LLM Homogenisation — Why Your LLM Makes You Average
ChatGPT makes you average. Not because it's bad — but because it does exactly what it was built to do.
Harvard researchers just measured what many suspect. They asked GPT-5.1 an open-ended question — 1,000 times. The model delivered exactly 19 different ideas. Nineteen. While a different querying method extracted over 1,300 from the same model.
This is not a bug. It's a side effect of optimisation.
Modern language models are tuned for precision — the most probable next word wins. For facts, that's brilliant. For strategy, product development, or positioning, it's a problem — because "statistically probable" means: conventional. Mainstream. Exactly what your competitor gets too.

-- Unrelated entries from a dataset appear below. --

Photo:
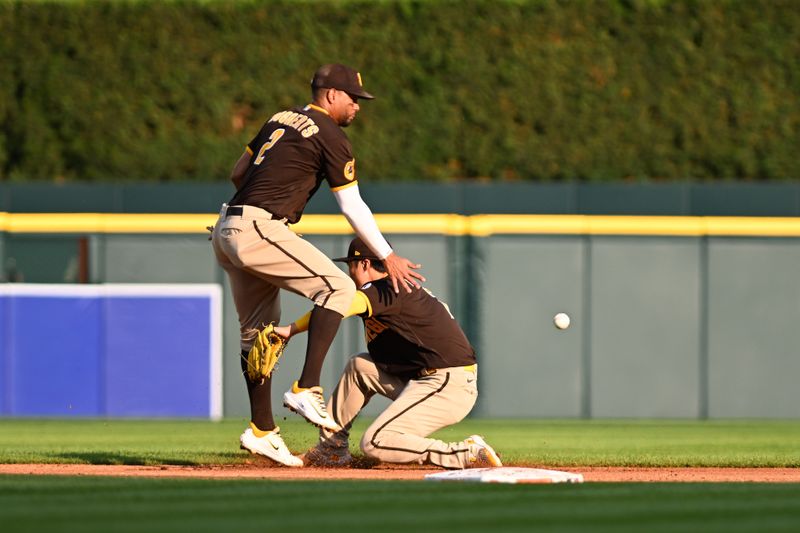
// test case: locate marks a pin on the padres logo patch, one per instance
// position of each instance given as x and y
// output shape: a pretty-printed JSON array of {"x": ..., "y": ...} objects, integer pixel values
[{"x": 350, "y": 170}]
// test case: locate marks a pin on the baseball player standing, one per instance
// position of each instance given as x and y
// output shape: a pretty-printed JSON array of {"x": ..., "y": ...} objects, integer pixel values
[
  {"x": 279, "y": 171},
  {"x": 418, "y": 357}
]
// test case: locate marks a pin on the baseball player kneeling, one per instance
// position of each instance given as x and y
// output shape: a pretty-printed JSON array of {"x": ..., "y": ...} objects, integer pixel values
[{"x": 419, "y": 357}]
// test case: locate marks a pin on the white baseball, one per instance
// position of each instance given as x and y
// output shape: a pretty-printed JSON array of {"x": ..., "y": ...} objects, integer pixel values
[{"x": 561, "y": 320}]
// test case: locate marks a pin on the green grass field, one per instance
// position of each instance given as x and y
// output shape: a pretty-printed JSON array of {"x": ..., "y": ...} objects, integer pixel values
[{"x": 115, "y": 504}]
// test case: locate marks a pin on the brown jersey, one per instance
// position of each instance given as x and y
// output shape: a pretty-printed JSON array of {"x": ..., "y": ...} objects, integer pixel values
[
  {"x": 289, "y": 159},
  {"x": 409, "y": 332}
]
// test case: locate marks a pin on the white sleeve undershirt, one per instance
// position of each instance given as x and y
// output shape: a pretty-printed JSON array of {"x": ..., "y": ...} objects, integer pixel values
[{"x": 360, "y": 217}]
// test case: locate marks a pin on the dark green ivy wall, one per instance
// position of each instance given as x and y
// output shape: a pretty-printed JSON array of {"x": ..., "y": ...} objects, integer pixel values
[{"x": 593, "y": 90}]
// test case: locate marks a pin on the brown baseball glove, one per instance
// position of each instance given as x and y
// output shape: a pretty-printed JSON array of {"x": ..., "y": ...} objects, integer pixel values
[{"x": 264, "y": 355}]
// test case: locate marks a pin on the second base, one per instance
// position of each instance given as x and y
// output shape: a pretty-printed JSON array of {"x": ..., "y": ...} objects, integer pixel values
[{"x": 507, "y": 474}]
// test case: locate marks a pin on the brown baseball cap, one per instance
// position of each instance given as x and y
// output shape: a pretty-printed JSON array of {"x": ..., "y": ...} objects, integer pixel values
[
  {"x": 344, "y": 78},
  {"x": 357, "y": 251}
]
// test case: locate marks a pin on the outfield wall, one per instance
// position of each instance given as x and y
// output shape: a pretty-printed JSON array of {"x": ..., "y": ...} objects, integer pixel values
[{"x": 675, "y": 317}]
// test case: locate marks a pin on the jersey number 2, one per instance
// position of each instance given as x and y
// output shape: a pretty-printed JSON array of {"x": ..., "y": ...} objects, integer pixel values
[{"x": 273, "y": 138}]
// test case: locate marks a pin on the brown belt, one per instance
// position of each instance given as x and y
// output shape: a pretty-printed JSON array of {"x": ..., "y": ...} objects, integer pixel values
[{"x": 425, "y": 372}]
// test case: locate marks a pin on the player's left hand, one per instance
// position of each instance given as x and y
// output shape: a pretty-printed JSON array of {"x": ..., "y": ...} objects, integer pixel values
[{"x": 401, "y": 272}]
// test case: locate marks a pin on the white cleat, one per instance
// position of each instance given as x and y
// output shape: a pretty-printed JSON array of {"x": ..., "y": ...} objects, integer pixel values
[
  {"x": 310, "y": 404},
  {"x": 481, "y": 455},
  {"x": 270, "y": 445}
]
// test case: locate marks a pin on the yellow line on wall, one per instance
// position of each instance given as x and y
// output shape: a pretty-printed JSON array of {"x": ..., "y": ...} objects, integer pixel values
[{"x": 434, "y": 224}]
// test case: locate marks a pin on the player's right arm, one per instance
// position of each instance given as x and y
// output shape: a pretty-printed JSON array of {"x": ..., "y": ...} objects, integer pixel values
[
  {"x": 400, "y": 270},
  {"x": 241, "y": 167},
  {"x": 359, "y": 306}
]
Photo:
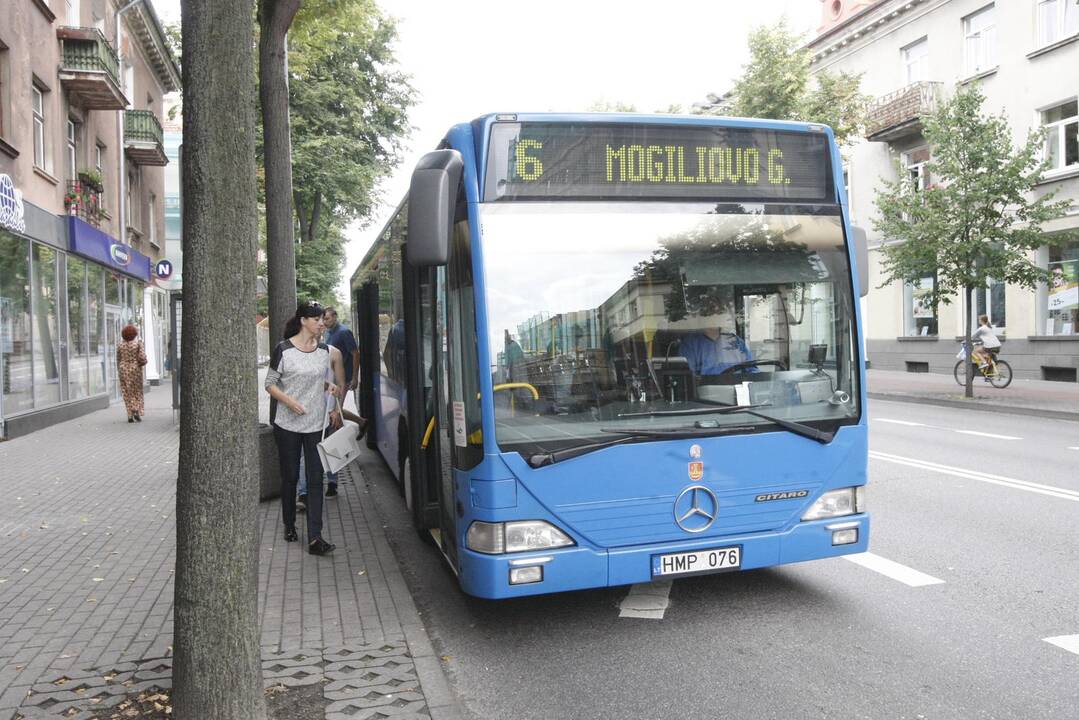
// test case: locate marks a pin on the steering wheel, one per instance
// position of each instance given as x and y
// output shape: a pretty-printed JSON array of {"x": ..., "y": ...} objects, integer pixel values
[{"x": 740, "y": 366}]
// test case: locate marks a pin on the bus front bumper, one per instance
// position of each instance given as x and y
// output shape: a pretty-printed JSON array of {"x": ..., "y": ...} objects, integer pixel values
[{"x": 582, "y": 567}]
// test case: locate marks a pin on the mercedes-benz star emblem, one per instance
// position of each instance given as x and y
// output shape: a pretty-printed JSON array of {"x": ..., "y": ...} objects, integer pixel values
[{"x": 696, "y": 508}]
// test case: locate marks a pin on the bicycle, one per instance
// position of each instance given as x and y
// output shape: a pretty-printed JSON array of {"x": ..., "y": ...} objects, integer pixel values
[{"x": 997, "y": 371}]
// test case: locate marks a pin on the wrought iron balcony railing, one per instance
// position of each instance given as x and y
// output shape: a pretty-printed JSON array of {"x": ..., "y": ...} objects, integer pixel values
[
  {"x": 144, "y": 138},
  {"x": 90, "y": 69},
  {"x": 899, "y": 113}
]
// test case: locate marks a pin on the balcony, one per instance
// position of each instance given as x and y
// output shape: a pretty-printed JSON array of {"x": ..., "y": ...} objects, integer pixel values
[
  {"x": 144, "y": 139},
  {"x": 90, "y": 69},
  {"x": 899, "y": 114},
  {"x": 83, "y": 201}
]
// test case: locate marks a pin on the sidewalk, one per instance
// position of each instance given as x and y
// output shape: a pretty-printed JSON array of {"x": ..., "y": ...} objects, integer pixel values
[
  {"x": 1035, "y": 397},
  {"x": 87, "y": 530}
]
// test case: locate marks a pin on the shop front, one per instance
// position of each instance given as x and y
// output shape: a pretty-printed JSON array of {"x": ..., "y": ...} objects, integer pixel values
[{"x": 66, "y": 290}]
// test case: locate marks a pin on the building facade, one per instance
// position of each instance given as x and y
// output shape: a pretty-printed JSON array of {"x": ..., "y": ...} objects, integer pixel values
[
  {"x": 912, "y": 53},
  {"x": 81, "y": 201}
]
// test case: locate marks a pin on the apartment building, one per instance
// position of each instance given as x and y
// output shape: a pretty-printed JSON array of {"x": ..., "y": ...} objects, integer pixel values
[
  {"x": 913, "y": 53},
  {"x": 81, "y": 201}
]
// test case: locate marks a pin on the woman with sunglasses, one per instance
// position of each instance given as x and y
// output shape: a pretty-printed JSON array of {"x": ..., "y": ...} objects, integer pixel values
[{"x": 298, "y": 386}]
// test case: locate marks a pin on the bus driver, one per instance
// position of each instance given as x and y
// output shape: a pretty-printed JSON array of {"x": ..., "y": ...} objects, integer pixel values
[{"x": 712, "y": 350}]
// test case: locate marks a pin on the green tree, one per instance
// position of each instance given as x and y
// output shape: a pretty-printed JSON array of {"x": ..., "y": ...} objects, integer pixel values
[
  {"x": 350, "y": 106},
  {"x": 776, "y": 83},
  {"x": 979, "y": 219},
  {"x": 217, "y": 669}
]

And it's getting worse, not better: the more powerful a model scores on benchmarks, the narrower its output becomes on open-ended questions. In the tests, the latest models were more homogeneous than their predecessors. More compute, less originality.
The Harvard study also shows a way out. With a modified querying method, instead of 19 you suddenly get 1,307 different results. At comparable relevance. But a completely different search space.
What does this mean in practice?
→ Anyone using language models for ideation should be aware: the first five suggestions are the most conventional — not the best. → Use different models in parallel. Claude, GPT, Gemini, an open-source model — they have different blind spots. → Deliberately shift the entry point. Don't ask the same question five times — ask from the perspective of a completely unrelated field. Instead of "How do we improve our onboarding?" ask: "What would a game designer criticise about our onboarding?" Every perspective shift forces the model into a different part of its knowledge space. → Never treat AI output as the result — treat it as the starting point. The interesting ideas lie beyond the top 5.
The problem is not the technology. The problem is that most people treat it like an oracle instead of a tool.